PMB – Trade and the TPP-11

Sunday, 9 September 2018

Mr PITT (Hinkler) (10:25): It’s my great pleasure to rise to speak on this PMB. As I know you know, Mr Speaker, there were people in this place who said that this couldn’t be done; that the TPP-11 was dead, couldn’t be recovered and couldn’t be delivered. Well, here it is. The Coalition Government is again delivering on trade. We have already signed agreements with China, Japan, South Korea and Peru. We are in negotiations for the RCEP, the Regional Comprehensive Economic Partnership, with Indonesia, and we have signed the TPP-11 when those on the opposite side of the chamber said that it could not be done; that we should walk away from something which has a $13.8 trillion GDP. There are arrangements for which people in Queensland and New South Wales have sales into those regions and countries: in Queensland, $6.3 billion for coal; for the meat of bovine animals, fresh, chilled and frozen, $1½ billion; unwrought aluminium; and in New South Wales, coal, once again, at $8.4 billion. It is no surprise to me that resources and agriculture are two of the biggest exports from those two big states on the east coast, which will get a great benefit from the TPP-11.

For the people in my electorate, it is very straightforward. One in five jobs in this country rely on trade. For Australia, trade means jobs. More trade means more jobs, and that is what we are about as a coalition government. We have delivered over a million jobs in the last five years, as we said we would. The focus for me as a local member is to ensure that those jobs are in my electorate, where, unfortunately, we find ourselves in a very difficult position, with one of the highest unemployment rates in the country. For my people, my businesses and my exporters, this agreement means more jobs for us.

What will the opposition say? Unfortunately, the Leader of the Opposition, Mr Shorten, wanted to take the approach of Monty Python—I’m sure you would be aware of that, Mr Speaker; you are probably of the right ilk for Monty Python!—but not the approach of the Black Knight, where he will fight to a standstill for the Australian people, Australian trade and Australian jobs, but the other approach, which is to run away, retreat, say it’s too hard and not deliver. I say to those on the opposite side: this is a good deal, which should be ratified by the Australian parliament. The Leader of the Opposition should go back and apologise for what he said to the Australian people about this arrangement.

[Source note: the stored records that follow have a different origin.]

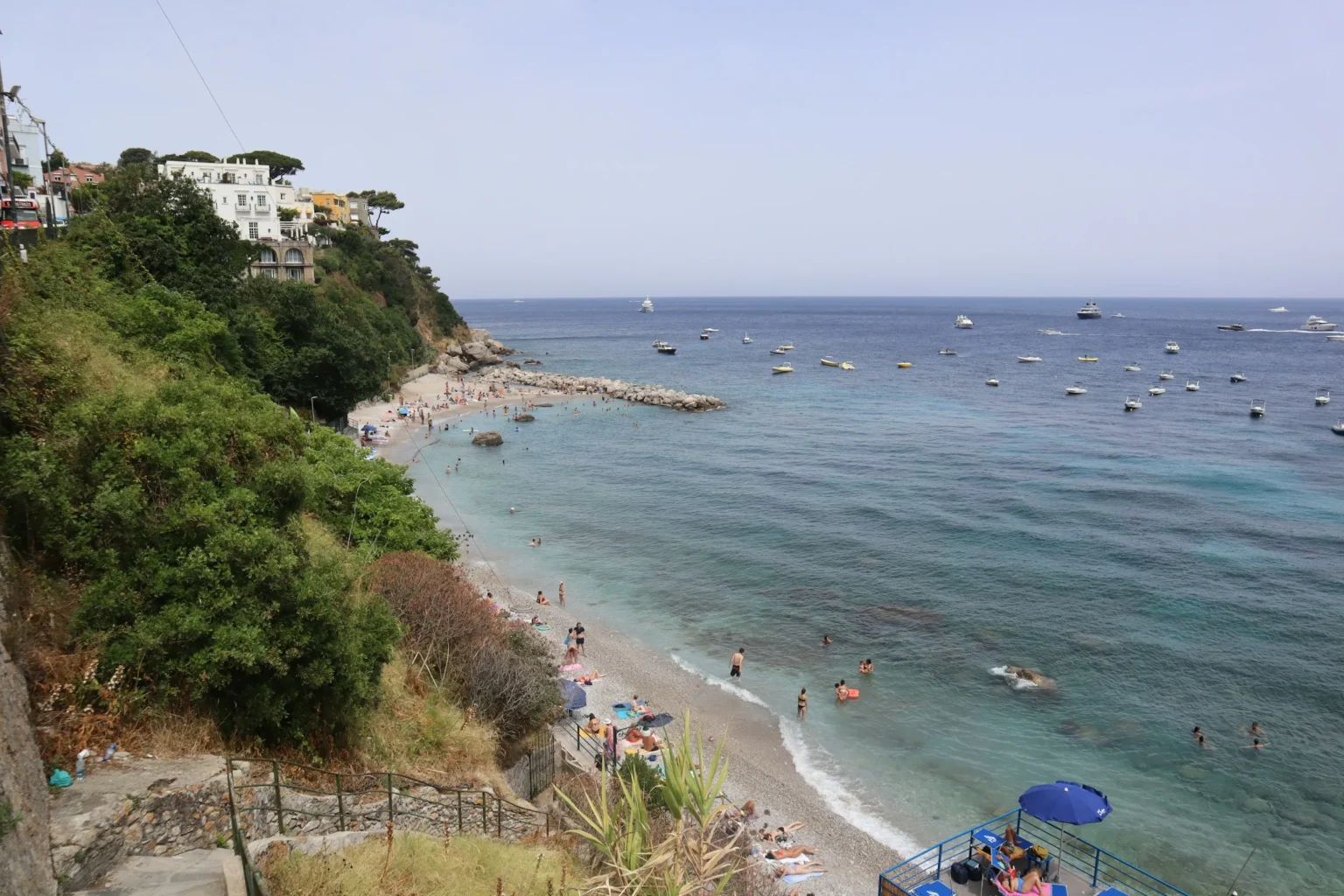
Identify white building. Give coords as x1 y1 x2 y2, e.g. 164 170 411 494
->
158 160 313 284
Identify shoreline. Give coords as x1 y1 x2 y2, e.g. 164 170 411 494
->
379 374 906 893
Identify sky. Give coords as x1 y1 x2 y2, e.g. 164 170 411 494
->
0 0 1344 298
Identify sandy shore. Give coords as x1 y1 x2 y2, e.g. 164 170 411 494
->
374 374 900 893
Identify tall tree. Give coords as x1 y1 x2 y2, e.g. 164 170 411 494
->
234 149 304 180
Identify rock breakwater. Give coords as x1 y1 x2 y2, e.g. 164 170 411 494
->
480 367 727 411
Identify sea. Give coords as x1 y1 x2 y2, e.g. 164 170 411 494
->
400 297 1344 896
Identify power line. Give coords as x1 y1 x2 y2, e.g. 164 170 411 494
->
155 0 248 151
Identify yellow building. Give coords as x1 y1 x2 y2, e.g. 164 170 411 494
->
313 189 349 227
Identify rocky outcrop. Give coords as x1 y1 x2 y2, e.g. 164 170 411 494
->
481 368 727 411
0 537 57 896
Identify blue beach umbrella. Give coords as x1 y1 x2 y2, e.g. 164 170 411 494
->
1018 780 1110 880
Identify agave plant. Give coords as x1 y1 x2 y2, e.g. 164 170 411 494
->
561 713 739 896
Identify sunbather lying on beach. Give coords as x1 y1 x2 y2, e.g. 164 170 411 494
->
774 863 830 878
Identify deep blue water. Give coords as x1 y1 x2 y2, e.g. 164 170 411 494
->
408 298 1344 896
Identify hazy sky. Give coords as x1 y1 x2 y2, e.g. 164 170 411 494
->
0 0 1344 298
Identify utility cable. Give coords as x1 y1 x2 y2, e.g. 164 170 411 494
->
155 0 248 151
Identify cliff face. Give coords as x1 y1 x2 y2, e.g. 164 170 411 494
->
0 536 57 896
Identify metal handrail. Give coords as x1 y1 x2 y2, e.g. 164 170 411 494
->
878 808 1189 896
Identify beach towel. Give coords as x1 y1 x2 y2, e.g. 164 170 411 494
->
783 871 825 884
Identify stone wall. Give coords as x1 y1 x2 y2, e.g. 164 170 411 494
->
0 535 57 896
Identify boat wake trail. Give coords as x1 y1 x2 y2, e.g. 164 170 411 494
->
670 653 770 710
780 718 920 856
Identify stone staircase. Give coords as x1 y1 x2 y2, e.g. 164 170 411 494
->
68 849 246 896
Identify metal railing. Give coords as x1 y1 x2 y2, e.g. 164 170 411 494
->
878 808 1189 896
226 758 551 896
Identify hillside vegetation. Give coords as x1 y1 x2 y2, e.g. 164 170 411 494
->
0 164 554 763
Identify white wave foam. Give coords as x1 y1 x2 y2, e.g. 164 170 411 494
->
670 653 770 710
780 718 920 856
989 666 1036 690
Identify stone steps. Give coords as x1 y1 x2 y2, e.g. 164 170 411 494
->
71 849 243 896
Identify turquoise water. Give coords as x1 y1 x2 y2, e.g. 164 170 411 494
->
413 299 1344 896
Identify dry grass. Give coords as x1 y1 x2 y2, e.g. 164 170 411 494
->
266 834 582 896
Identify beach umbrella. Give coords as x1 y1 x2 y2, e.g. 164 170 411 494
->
556 678 587 710
1018 780 1110 880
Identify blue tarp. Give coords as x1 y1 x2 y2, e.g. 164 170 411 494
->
557 678 587 710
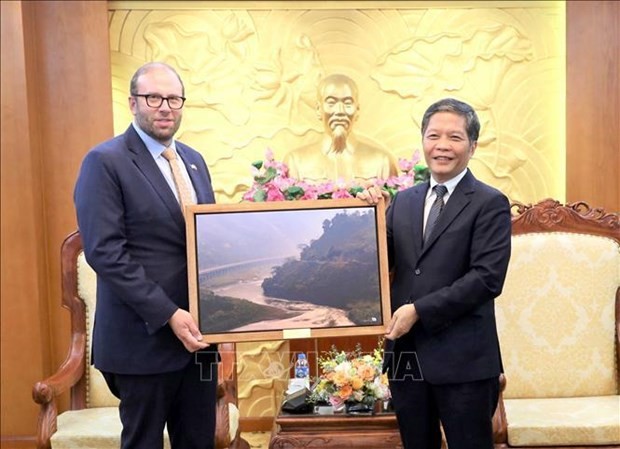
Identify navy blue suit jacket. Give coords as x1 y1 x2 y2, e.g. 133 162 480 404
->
74 126 217 374
386 170 511 384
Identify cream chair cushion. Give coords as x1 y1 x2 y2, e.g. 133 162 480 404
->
51 253 239 449
496 233 620 445
504 396 620 446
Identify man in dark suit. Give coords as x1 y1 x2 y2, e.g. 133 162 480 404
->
360 99 511 449
74 63 217 449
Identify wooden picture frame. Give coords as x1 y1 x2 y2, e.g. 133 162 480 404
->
185 199 391 343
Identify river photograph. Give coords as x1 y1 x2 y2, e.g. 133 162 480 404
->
196 207 382 334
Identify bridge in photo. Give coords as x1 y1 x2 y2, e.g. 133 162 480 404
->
198 256 294 280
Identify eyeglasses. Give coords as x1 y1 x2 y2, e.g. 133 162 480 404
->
131 94 185 109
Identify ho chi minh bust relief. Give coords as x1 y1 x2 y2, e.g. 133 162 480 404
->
284 74 398 181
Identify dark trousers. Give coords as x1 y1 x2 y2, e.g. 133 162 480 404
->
390 350 499 449
103 352 217 449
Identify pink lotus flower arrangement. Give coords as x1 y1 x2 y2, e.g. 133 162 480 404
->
308 341 390 409
243 149 429 202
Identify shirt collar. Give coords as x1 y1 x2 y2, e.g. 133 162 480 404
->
132 120 176 158
427 168 467 196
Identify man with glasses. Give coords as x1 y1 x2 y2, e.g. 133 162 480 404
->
74 62 217 449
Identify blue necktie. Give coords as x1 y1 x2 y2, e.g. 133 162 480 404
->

Quite simply, this is about trade and jobs, and jobs for our regions.

As I’ve said, in my local area, this is about a stronger regional economy. This is about more local jobs. We are continuing to build our local regional economy by multi-streaming it, with support from the Coalition Government. Under the Regional Jobs and Investment Package, we put $9.65 million into five projects in the Hinkler electorate, which resulted in over $31 million worth of construction. Why is that important, and what is the arrangement in terms of the TPP-11? Well, it’s quite straightforward. Macadamias Australia received $4.68 million to extend its operations. This is an organisation that exports 100 per cent of their product locally, which is macadamias. The Member for Cowper and the Member for Page may disagree, but the Australian macadamia association does not: the biggest producer of macadamias in Australia is now in my electorate, around the town of Bundaberg. That means more jobs through processing and more jobs in the local region, at its factory on Goodwood Road.

We have the local business of Austchilli, which received $1½ million to extend their packaging operations. This is an organisation which exports right around the world chilli products, herbs and a lot of other processed bits and pieces. They’re pretty well known. They’ve shown up on MasterChef and other things around Australian domestic television. I think it’s really important that we continue to support them because they employ local people. They are not shifting their jobs offshore; they are not shifting their jobs away; they’re doing it here and we need to support them through better trade arrangements. Every time we reduce a tariff on an Australian product in an overseas country they become more competitive because the forward-facing price is cheaper. That is what we are about: we are about delivering more trade for more jobs for our regions.

Costa Avocados received $495,000. One of our largest exports around the world is avocados because they are a first-class product. Once again, in their processing facility near Childers, a small town in my electorate, they employ local people. This is what it’s about. The more we can deliver in terms of trade, the better the opportunities for the Australian nation and the more chances for our businesses to employ more people because they have more confidence and a stronger bottom line. So the Coalition Government will continue to deliver on trade agreements, we will continue to deliver on jobs and we will continue to deliver on stronger regional economies and local jobs for our people.